Pendant six mois ils ne feront que flirter, avec moult baisers, caresses de moins en moins chastes, de plus en plus osées, sans pour autant que la fille ne se laisse totalement aller. Elle a une haute opinion, une certaine idée de sa virginité, elle ne veut pas aller trop vite, céder tout de suite, son dépucelage il doit le mériter. Une idée étrange, une conception bizarre du romantisme et des valeurs qu’on accorde à un hymen déchiré.

 

Quand arrive cet anniversaire, consacrant leur demi-année écoulée en petit couple parfait, la fille se dit que ça y est, elle peut céder. Qu’elle est dans son bon droit. Qu’elle ne passera pas pour une fille facile ou une salope en faisant ça. Dans sa tête, c’est important et symbolique ces six mois. Ça lui prouve qu’il est resté, qu’il bel et bien amouraché, lui ce petit vaurien qui normalement se lasse rapidement et pour un rien.
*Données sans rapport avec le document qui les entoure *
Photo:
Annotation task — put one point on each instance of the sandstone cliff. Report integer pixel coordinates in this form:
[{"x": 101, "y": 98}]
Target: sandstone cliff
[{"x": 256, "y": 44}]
La fille se trompe. En vérité s’il ne s’est pas lassé, s’il n’a pas été frustré de ne pas pouvoir la baiser, c’est justement parce qu’il n’a pas cessé de la tromper. Aussi ça ne le gêne pas de devoir poireauter. Il attend son heure, il veut son joli trophée.

 

Alors un beau soir de février, un soir de trop grande liberté, la fille se donne et perd pour un sagouin sa virginité.

 

Ce jeu durera peu. Le garçon, qu’elle prend à tort pour son amoureux, ne restera qu’un peu. Quelques petits mois à venir la butiner par-ci par-là. Trois petits tours et puis s’en va. Un jour, il la jette et part au loin sans regret.

 

La fille n’a pas réussi à retenir son amour faux, son amoureux de quelques nuits. Elle met ça sur son manque de grâce, dans son ignorance crasse du genre humain qui ne doute de rien, qui se permet des jeux malsains, qui utilise l’autre et le rejette après comme un vieux machin, et qui laisse les jeunes filles se sentir comme des torchons sales sur lesquels on s’est essuyé la bite et les mains.

 

La fille pense qu’il l’a quittée parce qu’elle manque d’attrait. Parce qu’il y a trop ou pas assez sur son petit corps de jeune fille en devenir, dysmorphophobie, elle pense qu’elle est laide à en crever, à faire fuir ceux qui la verront dénudée.

 

Les dés sont jetés, rien ne va plus, le doute restera toujours installé : réussira-t-on à l’aimer, elle qui ne voit que des défauts et des tares où qu’elle pose ses yeux, malgré les hommes qui louchent sur elle, qui ne cessent de l’aborder, alors qu’au fond, malgré le corps gracile de très très jeune fille, c’est un grand bébé. Malgré, aussi, les filles qui commencent à la détester. Elle a trop de succès. Ça leur donne envie de cracher dans son dos. C’est ça le pire dans ce monde de fous, les femmes qui se tirent dans les pattes, et les hommes derrière qui en jouent.

 

Elle ne sait pas si son sexe maintenant utilisé fait d’elle une petite femme, ou une petite pute à mépriser. Une chose est certaine, c’est que dès que son corps à commencer à muer, c’est tout sa vie qui lui a échappé.

 

C’est comme ça qu’elle s’est construite, s’extrayant de son corps de petite fille pour devenir une femme-objet. Sans le percevoir. Sans y penser. Biberonnée aux normes sociales et injonctions à la beauté, au romantisme désuet qui ne prépare pas à la réalité, la fille a fini par s’oublier.